Graphics memory has been the quiet bottleneck for years — games look better, resolutions climb, but VRAM doesn’t scale as fast as the texture budgets that modern titles demand. At the I3D 2026 symposium on Wednesday, AMD researchers presented a clever mathematical shortcut to ease the pressure: a technique called PEPS that cuts the size of neural texture compression models by a quarter, holding image quality steady while shifting some of the work to the GPU’s compute units.

Neural texture compression works by training a small neural network — an implicit neural representation — to map texture coordinates to final color values. The network learns to reconstruct textures from compact parameters instead of storing every pixel directly. The key ingredient in these networks is positional encoding, which takes low-dimensional coordinates and projects them into higher-dimensional sine and cosine vectors so the network can represent fine detail.

AMD’s insight, presented in a paper titled “PEPS: Position Encoding Projection Sampling,” reframes this encoding step. Rather than treating each sine/cosine projection as a separate dimension, the researchers view every projection as a point on a Lissajous curve — those oscilloscope-like patterns you might remember from physics class — and then samples those projection points. This lets the implicit neural representation pack more information per parameter, so the network needs fewer parameters to achieve the same visual fidelity.

The trade-off is immediate and predictable: fewer parameters means less VRAM used, but the extra sampling step demands more compute and more memory accesses. In AMD’s benchmarks on a Radeon RX 9070 XT, generating a 1024×1024 three-channel texture took 4.32 milliseconds with the baseline BI-grid method and 5.47 ms with their Grid-PEPS implementation. That’s a 27% slowdown in texture generation. A refined version called Grid-PinkPEPS brought the cost down to 4.86 ms, narrowing the gap but not closing it entirely.

The technique isn’t limited to textures. AMD also tested PEPS on signed distance fields (SDFs) — a workhorse of 3D rendering that represents surfaces implicitly, often at a steep VRAM cost. On a Pitted Stonefish SDF, Grid-PEPS matched the reconstruction accuracy (measured by intersection-over-union) of conventional methods while using one-eighth the encoder parameters. For developers trying to squeeze complex 3D scenes into modest GPU memory budgets, that’s a meaningful result.

Reality check: none of this is ready for games yet. NVIDIA is the only vendor currently shipping a public neural texture compression toolkit and demo, and no commercial game has shipped with full neural texture support. On AMD’s side, the technology is even earlier — there’s no product name, no roadmap, just a research paper and benchmark numbers. The company is still using generic technical terminology in its publications.

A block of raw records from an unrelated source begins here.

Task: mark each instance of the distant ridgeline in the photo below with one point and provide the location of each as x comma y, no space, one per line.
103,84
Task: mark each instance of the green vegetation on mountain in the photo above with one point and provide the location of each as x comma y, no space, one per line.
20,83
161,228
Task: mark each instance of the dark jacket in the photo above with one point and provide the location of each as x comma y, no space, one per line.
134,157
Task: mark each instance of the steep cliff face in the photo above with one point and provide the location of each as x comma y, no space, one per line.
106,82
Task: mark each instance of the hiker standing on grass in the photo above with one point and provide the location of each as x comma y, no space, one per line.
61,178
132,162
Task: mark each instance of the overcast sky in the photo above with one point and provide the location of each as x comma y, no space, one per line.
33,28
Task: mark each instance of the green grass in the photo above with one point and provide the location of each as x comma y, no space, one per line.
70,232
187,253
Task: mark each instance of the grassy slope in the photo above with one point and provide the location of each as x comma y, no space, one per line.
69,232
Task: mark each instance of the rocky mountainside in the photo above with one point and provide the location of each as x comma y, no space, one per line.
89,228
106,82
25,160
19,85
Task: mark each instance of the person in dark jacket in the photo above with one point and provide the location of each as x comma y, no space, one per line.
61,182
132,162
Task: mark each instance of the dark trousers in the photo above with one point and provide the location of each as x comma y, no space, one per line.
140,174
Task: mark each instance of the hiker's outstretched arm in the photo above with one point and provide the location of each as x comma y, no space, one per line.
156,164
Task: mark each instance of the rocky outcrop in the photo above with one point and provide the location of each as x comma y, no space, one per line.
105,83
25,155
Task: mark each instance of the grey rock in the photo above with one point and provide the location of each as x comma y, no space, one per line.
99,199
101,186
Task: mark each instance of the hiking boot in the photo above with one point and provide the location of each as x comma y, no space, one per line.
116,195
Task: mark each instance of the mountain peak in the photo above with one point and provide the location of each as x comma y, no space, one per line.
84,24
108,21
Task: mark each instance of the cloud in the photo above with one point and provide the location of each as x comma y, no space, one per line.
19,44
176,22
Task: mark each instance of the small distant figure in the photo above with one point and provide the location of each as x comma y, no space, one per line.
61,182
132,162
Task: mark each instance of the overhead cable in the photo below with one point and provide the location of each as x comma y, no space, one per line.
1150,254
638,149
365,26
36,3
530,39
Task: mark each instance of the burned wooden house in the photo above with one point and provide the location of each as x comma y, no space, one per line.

Still, the direction is worth watching. With 8 GB GPUs likely to remain the mainstream baseline for years and texture budgets growing faster than VRAM capacities, every compression technique that trades compute cycles for memory headroom moves the needle. PEPS won’t ship in the next driver update, but it’s a reminder that the biggest gains in graphics might come not from faster silicon, but from smarter math.